Apparently, you're wrong about that. And it is quite logical from Amazons perspective that you are wrong about that. Otherwise how would their billing ever function. If you delete something there may be a very short period during which Amazon might be able to recover it if you asked nicely however I wouldn't count and that depending on how important the data is you're playing Russian Roulette here. And if you're so sure the data can be recovered how come you directly contradict Amazon documentation on that very subject?
Glacier is another matter by the way, at least there you'll be writing some code to delete a vault.
> But once against I'm not advocating that you only store your data in one place. I'm just saying dollars to donuts you stored at least one copy of your data on s3, catastrophe has struck and only one copy of your data is left where do you think it is?
Yes, well, several instances that prove you wrong exist. Your next hire might prove you personally wrong.
Good to see you at least have a copy elsewhere, and nice to see you consider at least a possibility besides the technical ones.

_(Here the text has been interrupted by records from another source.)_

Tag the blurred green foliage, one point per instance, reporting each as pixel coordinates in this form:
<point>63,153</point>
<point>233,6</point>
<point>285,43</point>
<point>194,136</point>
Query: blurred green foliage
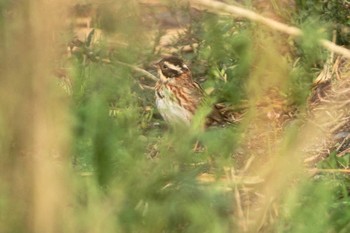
<point>142,176</point>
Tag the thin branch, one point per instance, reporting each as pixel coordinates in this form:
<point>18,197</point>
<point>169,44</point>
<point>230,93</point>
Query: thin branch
<point>290,30</point>
<point>317,170</point>
<point>137,69</point>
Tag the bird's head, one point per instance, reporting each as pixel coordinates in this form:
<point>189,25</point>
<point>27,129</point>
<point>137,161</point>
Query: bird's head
<point>171,68</point>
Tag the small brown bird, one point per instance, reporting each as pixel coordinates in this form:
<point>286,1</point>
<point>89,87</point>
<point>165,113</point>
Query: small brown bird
<point>178,96</point>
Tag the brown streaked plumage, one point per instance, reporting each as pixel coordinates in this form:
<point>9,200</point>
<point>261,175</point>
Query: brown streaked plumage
<point>178,96</point>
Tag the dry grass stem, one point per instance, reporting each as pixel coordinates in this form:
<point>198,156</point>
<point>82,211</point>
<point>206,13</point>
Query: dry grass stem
<point>290,30</point>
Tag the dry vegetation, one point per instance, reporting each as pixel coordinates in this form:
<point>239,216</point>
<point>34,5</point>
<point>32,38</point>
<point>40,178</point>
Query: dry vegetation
<point>83,148</point>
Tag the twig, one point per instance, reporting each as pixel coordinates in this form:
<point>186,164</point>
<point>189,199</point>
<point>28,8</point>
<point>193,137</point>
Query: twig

> I know where I am placing my bets.
You're welcome to place your own bets any way you want. But the company you work for and the companies you found had better have a 'oh shit we lost all our Amazon data' recovery plan in the vault and it had better be one that when tested holds water. Otherwise you too may one day start looking to outsource your troubles.
Mind you, I don't actually have a problem with people that act in this way, they are more than happy to pay me my exorbitant fees when it comes to saving their hospital or company or whatever institution it is this week that manages to intersect paths with something they considered absolutely impossible right up until the moment that it happened.

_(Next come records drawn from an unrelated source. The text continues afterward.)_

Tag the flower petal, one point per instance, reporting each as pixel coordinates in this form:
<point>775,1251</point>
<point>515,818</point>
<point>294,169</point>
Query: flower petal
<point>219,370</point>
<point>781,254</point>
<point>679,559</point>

But you at least will never ever be able to say you weren't warned.
>I'm a piece of shit because you disagree with me, but it just so happens that you've been all over this thread with a continuous stream of purposeful mis-understandings and/or downright trolling.
This is just not true. I called you that because you tried to do just that to me. A quick re-read of all my comments and I'm sure you'll see I never made any personal reference to you. Now if you consider me telling you that you are incorrect an attack then I'm sorry this is something you'll need to get used to. In this case because you are wrong.
I've offered you ample opportunity to proffer a statistical argument, but all you can give me is "if I didn't build its not safe" Sorry friend I just don't trust you. I've been doing this a long time and I don't trust myself.
I never told someone to do something "cause I said so" but then again you never address the meat of my position. "Cloud providers have much lower failure rates than you historically I trust them more than I do you when building my understanding of the risks". Its trivial to undermine my position. Show you have lower failure rates than a prime time storage provider(bonus points if its amazon).
Lets just a get a few non sequitars that you can't seem to get your head wrapped around. I never said don't have a back up. I said the back up in the cloud is the most durable one.
I never said amazon couldn't fail. I just said the chances they fail vs. you are orders of magnitude lower.
I never said you were bad at your job. I said you seem to have a shaky grasp on statistics and possible a fair amount of NIH syndrome.
You are correct my anecdote doesn't prove my point, but it provides anecdotal evidence to corroborate my statistical position.
I didn't say "don't be open or transparent" I said pulling a persons personal details into an internet argument crosses a very clear line.
Get over yourself and remember not everyone that disagrees with you is trying to undermine your career. But you step over a line with you get personal and start pulling personal details into an internet conversation.